Je voulais alors tout changer, tout bouleverser. Avoir le courage de me révolter et de tout laisser tomber d'un revers de main. J'aspirais à des émotions toujours plus fortes, plus profondes - plus interdites aussi. Je m'exhortais moi-même à détruire cette image trop parfaite que je ne voulais plus voir me correspondre et agir enfin sans plus me laisser agir.

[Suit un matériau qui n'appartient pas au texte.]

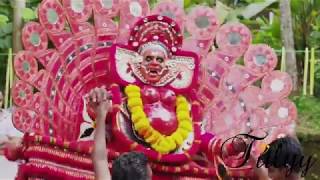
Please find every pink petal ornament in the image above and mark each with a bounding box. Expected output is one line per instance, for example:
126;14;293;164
12;81;34;108
244;44;278;75
13;108;37;133
239;86;264;108
267;99;297;127
202;52;229;89
93;0;120;17
220;66;258;96
38;0;66;33
261;71;293;102
14;51;38;81
186;6;219;40
119;0;150;29
216;23;252;57
22;22;48;52
62;0;92;22
152;1;185;31
182;37;213;57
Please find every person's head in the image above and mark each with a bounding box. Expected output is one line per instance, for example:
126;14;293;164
259;136;303;180
111;151;152;180
138;42;170;84
0;91;3;108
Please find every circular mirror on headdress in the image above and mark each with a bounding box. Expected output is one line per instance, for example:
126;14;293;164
22;22;48;52
93;0;120;16
186;6;219;40
39;0;66;32
63;0;92;22
12;108;37;133
261;71;292;101
268;99;297;126
12;81;34;108
244;44;277;75
119;0;149;28
216;23;252;57
14;52;39;82
152;2;185;31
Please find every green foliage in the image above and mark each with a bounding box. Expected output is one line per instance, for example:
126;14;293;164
0;14;9;25
0;0;40;91
291;95;320;132
314;62;320;98
291;0;320;50
22;7;37;21
217;0;282;50
0;0;12;92
290;0;320;98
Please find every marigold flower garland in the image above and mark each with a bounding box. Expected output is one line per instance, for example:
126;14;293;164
125;85;193;154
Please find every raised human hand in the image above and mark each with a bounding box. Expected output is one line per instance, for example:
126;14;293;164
86;86;112;120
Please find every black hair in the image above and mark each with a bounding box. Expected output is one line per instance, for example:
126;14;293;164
111;151;149;180
259;136;303;173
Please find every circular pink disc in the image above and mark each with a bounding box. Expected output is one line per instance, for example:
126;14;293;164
14;51;38;81
93;0;120;17
12;108;36;133
268;99;297;126
216;23;252;57
12;80;34;108
39;0;66;32
261;71;292;101
22;22;48;52
119;0;150;29
152;2;185;30
244;44;278;75
63;0;92;22
186;6;219;40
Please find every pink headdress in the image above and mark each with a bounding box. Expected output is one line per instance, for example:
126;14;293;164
128;15;183;56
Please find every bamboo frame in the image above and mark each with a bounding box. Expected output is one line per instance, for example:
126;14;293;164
302;48;309;96
310;48;315;96
280;46;286;72
4;48;13;109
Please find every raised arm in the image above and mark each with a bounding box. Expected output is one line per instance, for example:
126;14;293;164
87;87;112;180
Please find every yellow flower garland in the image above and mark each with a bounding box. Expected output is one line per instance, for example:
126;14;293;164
125;85;193;154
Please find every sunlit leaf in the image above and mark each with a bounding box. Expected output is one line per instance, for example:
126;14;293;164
22;7;36;21
240;0;277;19
216;0;232;23
0;15;9;25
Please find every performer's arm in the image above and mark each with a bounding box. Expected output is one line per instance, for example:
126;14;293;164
88;87;112;180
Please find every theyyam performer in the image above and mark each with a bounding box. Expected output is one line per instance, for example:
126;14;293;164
6;0;297;179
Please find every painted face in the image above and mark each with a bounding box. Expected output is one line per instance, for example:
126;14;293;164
139;49;169;84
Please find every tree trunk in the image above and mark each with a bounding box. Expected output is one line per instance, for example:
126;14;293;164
12;0;25;54
279;0;298;91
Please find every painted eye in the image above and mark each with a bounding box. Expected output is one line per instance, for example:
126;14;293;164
145;56;152;62
156;57;164;63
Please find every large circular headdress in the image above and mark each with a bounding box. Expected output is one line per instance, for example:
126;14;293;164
128;15;183;56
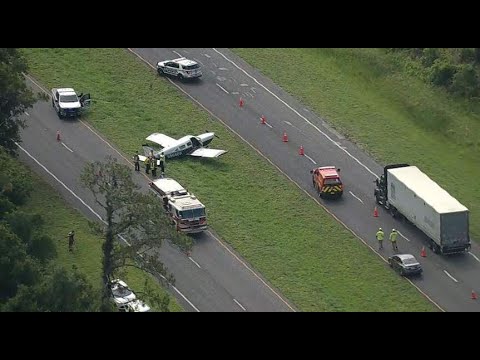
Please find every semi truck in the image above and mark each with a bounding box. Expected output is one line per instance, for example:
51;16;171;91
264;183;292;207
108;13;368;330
149;178;207;234
374;164;470;255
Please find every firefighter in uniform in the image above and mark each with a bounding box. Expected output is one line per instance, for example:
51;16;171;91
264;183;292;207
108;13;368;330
133;152;140;171
390;229;399;252
376;227;384;250
151;156;157;178
144;156;151;174
159;152;165;176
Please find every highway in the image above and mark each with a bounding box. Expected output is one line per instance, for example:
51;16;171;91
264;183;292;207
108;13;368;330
128;48;480;312
18;76;295;312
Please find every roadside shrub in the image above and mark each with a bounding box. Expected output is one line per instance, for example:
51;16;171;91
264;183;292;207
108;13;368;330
429;59;457;87
450;64;479;98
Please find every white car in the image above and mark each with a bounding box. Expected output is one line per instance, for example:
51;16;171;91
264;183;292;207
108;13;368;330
156;57;202;81
119;299;151;313
109;279;137;307
51;87;91;119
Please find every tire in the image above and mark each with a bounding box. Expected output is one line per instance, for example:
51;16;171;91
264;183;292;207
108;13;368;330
400;269;405;276
431;243;439;254
157;68;164;76
52;99;55;107
388;259;393;267
178;74;184;82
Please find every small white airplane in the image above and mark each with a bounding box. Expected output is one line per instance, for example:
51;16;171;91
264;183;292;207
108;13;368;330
138;132;227;163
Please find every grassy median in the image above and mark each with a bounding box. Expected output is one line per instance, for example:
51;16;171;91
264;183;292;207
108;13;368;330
21;48;437;311
232;48;480;242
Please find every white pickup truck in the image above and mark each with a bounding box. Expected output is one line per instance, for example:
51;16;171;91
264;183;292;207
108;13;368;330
51;87;91;119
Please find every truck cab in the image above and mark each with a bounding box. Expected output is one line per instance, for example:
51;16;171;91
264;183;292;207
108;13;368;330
310;166;343;199
51;87;91;119
149;178;207;234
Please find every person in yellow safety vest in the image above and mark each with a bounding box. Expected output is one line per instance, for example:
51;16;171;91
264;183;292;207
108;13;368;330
144;156;151;174
159;152;165;176
376;227;384;250
151;156;157;177
390;229;399;252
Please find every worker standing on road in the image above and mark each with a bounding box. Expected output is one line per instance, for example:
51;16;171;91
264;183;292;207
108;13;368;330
133;152;140;172
376;227;384;250
151;156;158;178
67;230;75;252
159;152;165;177
390;229;399;252
144;156;150;174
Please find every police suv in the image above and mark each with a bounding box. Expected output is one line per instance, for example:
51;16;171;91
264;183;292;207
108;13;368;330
156;57;202;81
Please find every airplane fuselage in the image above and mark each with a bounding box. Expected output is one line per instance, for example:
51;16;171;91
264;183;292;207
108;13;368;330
152;133;215;159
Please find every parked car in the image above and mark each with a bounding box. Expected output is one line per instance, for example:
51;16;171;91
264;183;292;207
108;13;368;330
118;299;151;312
388;254;423;276
156;57;202;81
109;279;137;308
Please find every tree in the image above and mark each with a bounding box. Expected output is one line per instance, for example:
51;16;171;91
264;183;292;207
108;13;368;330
2;265;101;312
0;48;36;155
80;156;191;308
0;224;41;302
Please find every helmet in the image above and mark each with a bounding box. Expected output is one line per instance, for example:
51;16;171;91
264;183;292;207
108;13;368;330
379;227;382;231
392;229;396;232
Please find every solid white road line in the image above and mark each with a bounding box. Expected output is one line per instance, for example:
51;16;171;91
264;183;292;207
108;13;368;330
25;111;30;116
126;48;444;313
397;231;411;242
349;191;364;204
61;142;74;153
264;122;273;129
206;230;296;312
172;50;182;57
171;285;200;312
304;154;316;164
233;299;247;311
188;257;202;269
16;142;104;223
219;67;228;71
469;252;480;263
204;53;211;58
216;83;229;94
443;270;459;283
212;48;379;179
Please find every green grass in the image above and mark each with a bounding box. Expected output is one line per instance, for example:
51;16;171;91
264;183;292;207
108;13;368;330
232;48;480;242
21;48;437;311
21;167;183;312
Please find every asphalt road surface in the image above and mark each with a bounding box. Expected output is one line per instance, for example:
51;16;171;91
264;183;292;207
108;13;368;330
18;76;295;312
128;48;480;312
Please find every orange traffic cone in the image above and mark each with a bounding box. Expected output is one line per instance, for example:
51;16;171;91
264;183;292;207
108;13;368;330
299;146;305;156
373;206;379;217
472;290;478;300
56;130;61;141
282;131;288;142
421;246;426;257
239;98;244;108
260;115;266;125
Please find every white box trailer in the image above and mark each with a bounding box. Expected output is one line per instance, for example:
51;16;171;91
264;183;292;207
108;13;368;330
385;166;470;254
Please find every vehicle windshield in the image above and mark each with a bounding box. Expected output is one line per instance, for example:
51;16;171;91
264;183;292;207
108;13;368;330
179;207;206;219
403;257;418;265
59;94;78;103
325;178;342;185
184;64;200;70
112;285;132;298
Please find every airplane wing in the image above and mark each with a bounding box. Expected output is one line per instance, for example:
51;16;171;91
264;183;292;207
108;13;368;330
189;148;227;158
146;133;177;148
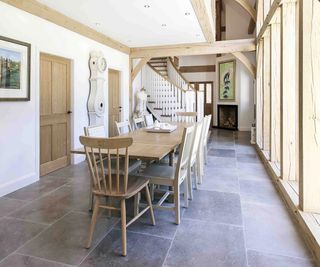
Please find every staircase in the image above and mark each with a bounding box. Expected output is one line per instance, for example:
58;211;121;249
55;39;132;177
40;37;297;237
143;57;196;122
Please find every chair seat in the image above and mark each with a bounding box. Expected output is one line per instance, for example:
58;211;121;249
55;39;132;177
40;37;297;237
103;159;141;175
93;175;149;199
137;164;187;186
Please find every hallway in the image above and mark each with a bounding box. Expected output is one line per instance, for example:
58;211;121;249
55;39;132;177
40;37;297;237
0;130;314;267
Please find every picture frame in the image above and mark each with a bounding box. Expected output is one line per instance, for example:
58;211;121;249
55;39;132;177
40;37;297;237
0;35;31;101
218;60;236;101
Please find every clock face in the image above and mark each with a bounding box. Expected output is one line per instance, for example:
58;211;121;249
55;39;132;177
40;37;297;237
98;57;107;72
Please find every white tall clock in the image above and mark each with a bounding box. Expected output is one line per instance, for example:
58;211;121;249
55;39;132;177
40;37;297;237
87;51;107;126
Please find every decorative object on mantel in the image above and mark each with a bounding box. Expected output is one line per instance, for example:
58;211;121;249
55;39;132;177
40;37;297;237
133;87;148;118
218;60;236;101
87;51;107;125
0;36;30;101
145;121;177;133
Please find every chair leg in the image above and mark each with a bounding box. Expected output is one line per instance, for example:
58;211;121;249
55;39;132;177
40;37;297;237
187;165;193;200
174;184;180;225
86;197;99;248
204;143;208;165
145;185;155;226
183;179;188;208
120;199;127;256
150;184;155;202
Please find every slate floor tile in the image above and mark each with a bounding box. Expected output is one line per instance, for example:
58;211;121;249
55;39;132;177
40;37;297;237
0;217;46;260
208;148;236;158
164;219;246;267
199;171;239;194
18;212;118;266
237;162;269;181
240;179;283;206
247;250;315;267
0;197;28;218
80;229;171;267
243;202;312;259
184;190;242;225
0;253;71;267
206;156;237;169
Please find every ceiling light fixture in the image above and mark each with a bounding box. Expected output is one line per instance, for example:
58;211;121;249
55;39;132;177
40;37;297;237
162;24;167;27
185;12;191;16
144;4;150;8
95;22;101;27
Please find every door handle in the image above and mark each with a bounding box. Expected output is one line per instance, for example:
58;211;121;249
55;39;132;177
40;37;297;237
67;110;72;114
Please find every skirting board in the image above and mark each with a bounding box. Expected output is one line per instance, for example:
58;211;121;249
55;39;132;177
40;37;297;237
238;126;251;131
0;172;38;197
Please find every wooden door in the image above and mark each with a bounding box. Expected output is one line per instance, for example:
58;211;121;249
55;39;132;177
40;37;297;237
108;69;121;137
40;53;71;176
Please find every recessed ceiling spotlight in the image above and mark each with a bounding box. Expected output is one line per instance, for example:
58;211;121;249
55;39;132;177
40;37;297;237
144;4;150;8
95;22;101;27
161;24;167;27
185;12;191;16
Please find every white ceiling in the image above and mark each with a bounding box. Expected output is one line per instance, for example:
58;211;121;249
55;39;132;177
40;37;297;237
36;0;206;47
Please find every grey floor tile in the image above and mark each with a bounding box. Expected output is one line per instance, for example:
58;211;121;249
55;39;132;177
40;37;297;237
235;144;257;155
0;253;71;267
211;141;235;149
243;202;312;259
0;197;28;218
0;217;46;260
5;176;68;201
10;185;90;224
184;190;242;225
247;250;315;267
80;229;171;267
240;179;283;206
206;156;237;169
237;162;269;181
199;171;239;194
18;212;118;266
237;153;261;164
208;148;236;158
164;219;246;267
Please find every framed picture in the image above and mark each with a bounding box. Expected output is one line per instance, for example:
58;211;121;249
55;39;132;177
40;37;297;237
218;60;236;101
0;36;31;101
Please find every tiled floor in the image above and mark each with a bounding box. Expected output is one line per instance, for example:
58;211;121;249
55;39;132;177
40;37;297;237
0;130;315;267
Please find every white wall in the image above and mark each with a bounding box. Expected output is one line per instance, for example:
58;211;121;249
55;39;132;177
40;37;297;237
214;54;255;131
0;2;129;196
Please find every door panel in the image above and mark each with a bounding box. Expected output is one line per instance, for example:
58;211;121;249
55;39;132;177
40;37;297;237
108;69;121;137
40;53;71;176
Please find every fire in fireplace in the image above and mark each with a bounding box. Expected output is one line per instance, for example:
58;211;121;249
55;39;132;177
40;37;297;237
217;105;238;130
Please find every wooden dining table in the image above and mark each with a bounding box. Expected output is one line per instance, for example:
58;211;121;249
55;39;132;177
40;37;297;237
70;122;191;165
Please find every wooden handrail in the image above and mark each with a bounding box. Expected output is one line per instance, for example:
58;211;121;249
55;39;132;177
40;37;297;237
147;63;187;92
168;57;195;91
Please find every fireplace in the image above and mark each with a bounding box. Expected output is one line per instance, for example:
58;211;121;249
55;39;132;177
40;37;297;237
217;105;238;130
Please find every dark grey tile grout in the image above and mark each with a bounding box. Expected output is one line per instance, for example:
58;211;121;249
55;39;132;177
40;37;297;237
182;217;243;228
15;252;76;267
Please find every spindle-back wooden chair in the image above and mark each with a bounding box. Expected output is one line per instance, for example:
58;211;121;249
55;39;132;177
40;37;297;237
115;120;133;135
80;136;155;256
133;117;146;129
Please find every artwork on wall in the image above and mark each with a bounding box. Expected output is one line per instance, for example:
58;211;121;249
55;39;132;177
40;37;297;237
218;60;236;101
0;36;31;101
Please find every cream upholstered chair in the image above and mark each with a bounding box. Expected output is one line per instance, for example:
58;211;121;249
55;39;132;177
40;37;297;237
187;119;204;200
176;111;197;123
137;125;195;224
115;120;133;135
145;114;154;127
133;117;146;129
80;136;155;256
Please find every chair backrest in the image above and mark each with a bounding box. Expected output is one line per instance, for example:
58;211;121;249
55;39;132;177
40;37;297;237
175;125;195;180
202;114;212;146
176;111;197;123
80;136;133;195
190;120;204;164
84;125;106;137
115;120;133;136
145;114;154;127
133;117;146;129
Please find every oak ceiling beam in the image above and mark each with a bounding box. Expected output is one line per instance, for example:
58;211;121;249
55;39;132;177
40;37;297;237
191;0;215;43
232;52;256;78
131;58;151;81
233;0;257;22
0;0;130;54
130;38;256;58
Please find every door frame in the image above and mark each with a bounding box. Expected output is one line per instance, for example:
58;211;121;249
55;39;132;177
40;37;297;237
39;52;72;176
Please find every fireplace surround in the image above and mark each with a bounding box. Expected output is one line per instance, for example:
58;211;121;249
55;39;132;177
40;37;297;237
217;104;238;130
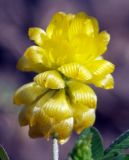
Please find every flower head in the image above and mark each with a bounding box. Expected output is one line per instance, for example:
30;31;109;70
14;12;115;144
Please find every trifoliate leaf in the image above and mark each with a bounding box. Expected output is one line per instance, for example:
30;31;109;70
103;154;129;160
69;127;104;160
104;129;129;159
113;154;129;160
90;127;104;160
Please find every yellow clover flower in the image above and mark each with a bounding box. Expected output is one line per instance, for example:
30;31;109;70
13;12;115;144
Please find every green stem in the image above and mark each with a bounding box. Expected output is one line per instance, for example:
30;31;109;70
52;138;59;160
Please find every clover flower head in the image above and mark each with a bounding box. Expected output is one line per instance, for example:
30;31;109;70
13;12;115;144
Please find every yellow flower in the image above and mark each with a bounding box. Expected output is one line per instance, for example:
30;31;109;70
13;12;115;144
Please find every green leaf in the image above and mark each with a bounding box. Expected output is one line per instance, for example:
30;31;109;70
0;145;9;160
69;127;104;160
124;155;129;160
90;127;104;160
104;129;129;158
103;154;129;160
112;154;129;160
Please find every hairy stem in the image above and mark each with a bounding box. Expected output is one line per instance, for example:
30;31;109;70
52;138;59;160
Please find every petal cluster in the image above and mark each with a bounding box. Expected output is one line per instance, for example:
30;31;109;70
14;12;115;144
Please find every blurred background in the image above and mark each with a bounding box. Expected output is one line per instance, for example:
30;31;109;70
0;0;129;159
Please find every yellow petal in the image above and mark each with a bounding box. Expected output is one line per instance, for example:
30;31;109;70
58;63;92;82
34;70;65;89
97;31;110;55
17;46;50;72
37;110;54;139
67;81;97;108
46;12;64;37
68;18;94;38
71;104;89;115
74;108;96;134
46;12;70;38
68;12;99;40
28;27;46;46
16;56;36;72
43;38;74;67
75;12;88;19
29;124;43;138
91;17;99;34
53;117;73;144
34;91;57;138
87;59;115;78
70;35;98;62
29;117;54;140
68;12;95;38
41;90;72;121
24;46;48;65
92;74;114;89
36;90;56;108
19;90;55;126
13;82;45;105
19;104;35;126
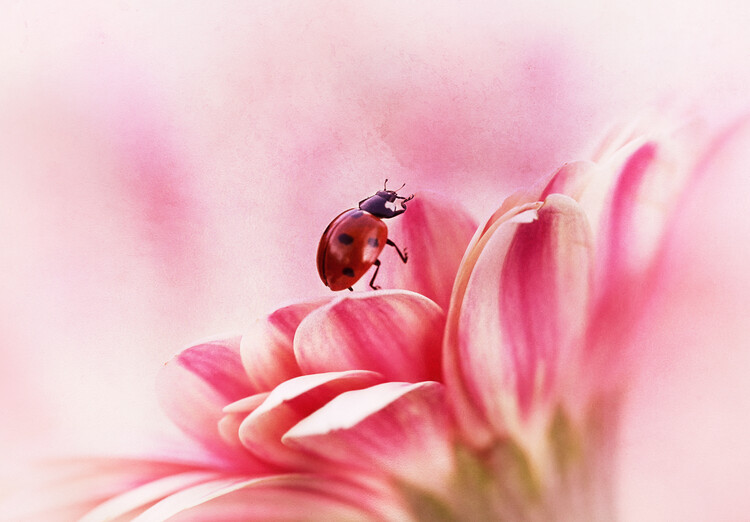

Mais je me heurtais à des murs. Le premier mur était celui que j'avais construit moi-même, celui sur lequel était gravées mon histoire et ma personnalité. Je ne voulais plus de moi, mais je savais au fond que j'étais incapable de me changer. J'avais cru que le bac et la majorité auraient pu enfin me délivrer de moi-même et de l'image que je renvoyais de moi. Mais, quelques jours plus tard, la veille de mes 18 ans, tout en continuant d'espérer une nouvelle vie, je comprenais que celle-ci était impossible :

"Lundi 12 juillet. J'ai eu mes résultats du bac il y a bientôt une semaine. Sans doute mes peurs étaient vaines, ou du moins non fondées, puisque j'ai obtenu ce que je pouvais attendre de mieux : la mention Très Bien. Pourtant... pourtant, ce que je ne m'explique pas c'est que je n'ai pas été si heureuse que cela. Comme si quelque part en moi je m'y attendais. Comme si, aussi, j'attendais autre chose. Je me suis aperçu que ce n'était que des notes et qu'au fond rien n'a changé. Je suis bachelière, voilà c'est tout. Le bac ne peut pas m'aider à entrer dans la vie d'adulte, ni non plus à sortir de cet état léthargique qui m'assomme."
Ici, je m'exhorte alors à continuer à travailler ainsi aussi bien. Mais aussitôt, je m'exclame :
"Mais moi je ne veux pas de "il faut", ni de ces formules générales abstraites "dans la vie". Je veux MA vie, la vivre comme je l'entends sans barrière, ni belles phrases qui emprisonnent. Seulement, je ne sais comme l'entendre ma vie. Ce que je sais, c'est que je veux des fins, pour avoir ensuite des commencements tout neufs, tout lumineux, tout resplendissants d'espoir - et de réalité. Je veux des ruptures, des fracas, des cris. Je veux un tremblement de terre qui métamorphose ma vie. Ma sinistre vie de bachelière NON accomplie. Je ne suis pas finie au fond. Il me manque quelque chose en moi. Au fond de moi. Quelque chose qui pourrait me faire m'accepter. Je me demande même si je n'ai pas un défaut de fabrication. [...]"
Toutes ces pages sont contradictoires : je veux continuer d'apprendre et de réussir, mais en même temps je veux tout arrêter, tout changer ; j'aspire à devenir enfin moi-même, mais en même temps je hais profondément celle que je suis depuis si longtemps et que je ne supporte plus.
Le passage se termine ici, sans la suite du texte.